Traditionnellement, les migrations entre les pays de la zone euro sont faibles, nettement plus faibles que les migrations à l’intérieur des Etats-Unis, ou entre les pays extérieurs à la zone euro et la zone euro. Mais, au lieu d’y avoir baisse générale du chômage dans tous les pays de la zone euro, il va y avoir maintenant divergence : des pays mal spécialisés et surendettés à taux de chômage structurellement élevés ; des pays bien spécialisés et peu endettés à taux de chômage faible. Même si les obstacles sont nombreux (langue, non portabilité des droits de Sécurité Sociale, illiquidité du marché immobilier…), il est possible que cette divergence des économies à l’intérieur de la zone euro fasse apparaître des flux migratoires beaucoup plus importants que dans le passé ; ce qui serait très stabilisant : réduction de l’écart de taux de chômage structurel entre le Nord et le Sud, compensation du vieillissement démographique dans le Nord.

Logiquement, il faudrait aujourd’hui inverser la stratégie de la plupart des grands pays

Depuis plus de 10 ans, un certain nombre de grands pays ont mené des politiques de l’offre : réduction des coûts, d’où gains de parts de marché avec l’amélioration de la compétitivité, mais faiblesse de la demande intérieure avec le freinage des salaires donc croissance tirée par les exportations (Allemagne, Japon, Chine).

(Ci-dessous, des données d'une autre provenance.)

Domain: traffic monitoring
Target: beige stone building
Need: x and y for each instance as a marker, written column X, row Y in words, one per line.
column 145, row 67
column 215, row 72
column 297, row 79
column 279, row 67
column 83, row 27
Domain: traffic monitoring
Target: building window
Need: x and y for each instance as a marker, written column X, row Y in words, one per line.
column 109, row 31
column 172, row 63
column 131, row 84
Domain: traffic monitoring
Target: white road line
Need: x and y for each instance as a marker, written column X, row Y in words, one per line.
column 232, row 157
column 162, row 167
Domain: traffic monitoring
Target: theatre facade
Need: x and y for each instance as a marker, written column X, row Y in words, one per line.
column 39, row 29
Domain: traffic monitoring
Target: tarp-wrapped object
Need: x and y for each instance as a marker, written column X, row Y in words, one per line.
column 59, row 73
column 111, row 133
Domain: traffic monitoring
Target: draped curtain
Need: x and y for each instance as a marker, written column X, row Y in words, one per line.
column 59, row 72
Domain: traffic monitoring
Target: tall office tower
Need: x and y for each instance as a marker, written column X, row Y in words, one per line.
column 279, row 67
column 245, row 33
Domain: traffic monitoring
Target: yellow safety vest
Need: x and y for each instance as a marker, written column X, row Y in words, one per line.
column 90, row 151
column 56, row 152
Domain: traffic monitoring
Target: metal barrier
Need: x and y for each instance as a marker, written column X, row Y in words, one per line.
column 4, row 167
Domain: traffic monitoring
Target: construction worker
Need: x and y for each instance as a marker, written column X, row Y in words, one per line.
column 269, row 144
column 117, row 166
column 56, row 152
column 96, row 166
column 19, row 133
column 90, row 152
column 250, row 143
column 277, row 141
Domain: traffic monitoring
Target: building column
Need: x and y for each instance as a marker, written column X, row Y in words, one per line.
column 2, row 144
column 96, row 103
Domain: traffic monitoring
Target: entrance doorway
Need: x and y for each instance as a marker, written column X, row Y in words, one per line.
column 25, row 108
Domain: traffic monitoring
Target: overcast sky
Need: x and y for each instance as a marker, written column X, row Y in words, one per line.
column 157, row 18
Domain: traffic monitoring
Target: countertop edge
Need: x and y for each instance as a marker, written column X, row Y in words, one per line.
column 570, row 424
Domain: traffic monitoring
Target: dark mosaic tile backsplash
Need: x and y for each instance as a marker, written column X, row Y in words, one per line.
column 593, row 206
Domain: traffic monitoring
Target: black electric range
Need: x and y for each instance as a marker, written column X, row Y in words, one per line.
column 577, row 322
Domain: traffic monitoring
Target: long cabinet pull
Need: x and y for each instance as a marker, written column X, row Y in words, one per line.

 D’autres grands pays (Royaume-Uni, France, Espagne) ont au contraire mené des politiques de la demande : dans certains cas hausses assez rapides des salaires, dans tous les cas hausse de l’endettement du secteur privé, puis, avec la crise, du secteur public. Il serait optimal aujourd’hui pour l’économie mondiale qu’il y ait inversion complète de la stratégie de ces deux groupes de pays. Que les premiers, où les entreprises sont très profitables et où la compétitivité est forte, passent, ce qu’ils peuvent absolument se permettre, au soutien de la demande avec des hausses plus rapides des salaires. Que les seconds, où le soutien de la demande n’est plus (ou ne sera bientôt plus) possible, et qui ont connu désindustrialisation, pertes de parts de marché, passent à des politiques de soutien de l’offre. C’est déjà le cas au Royaume-Uni avec la politique économique du gouvernement conservateur, en Espagne avec le recul des coûts salariaux, pas en France ; en Allemagne et en Chine, avec les hausses de salaires plus rapides, pas au Japon. Les Etats-Unis sont dans une situation particulière, où, les politiques de l’offre (déformation du partage des revenus au détriment des salariés) ont contraint à mettre en place des politiques de soutien de la demande (crédit puis déficits publics). Il serait favorable aux Etats-Unis d’arrêter à la fois les politiques de soutien de l’offre. L’inversion nécessaire de l’orientation de la politique économique ne se produit donc ni en France, ni au Japon, ni aux Etats-Unis.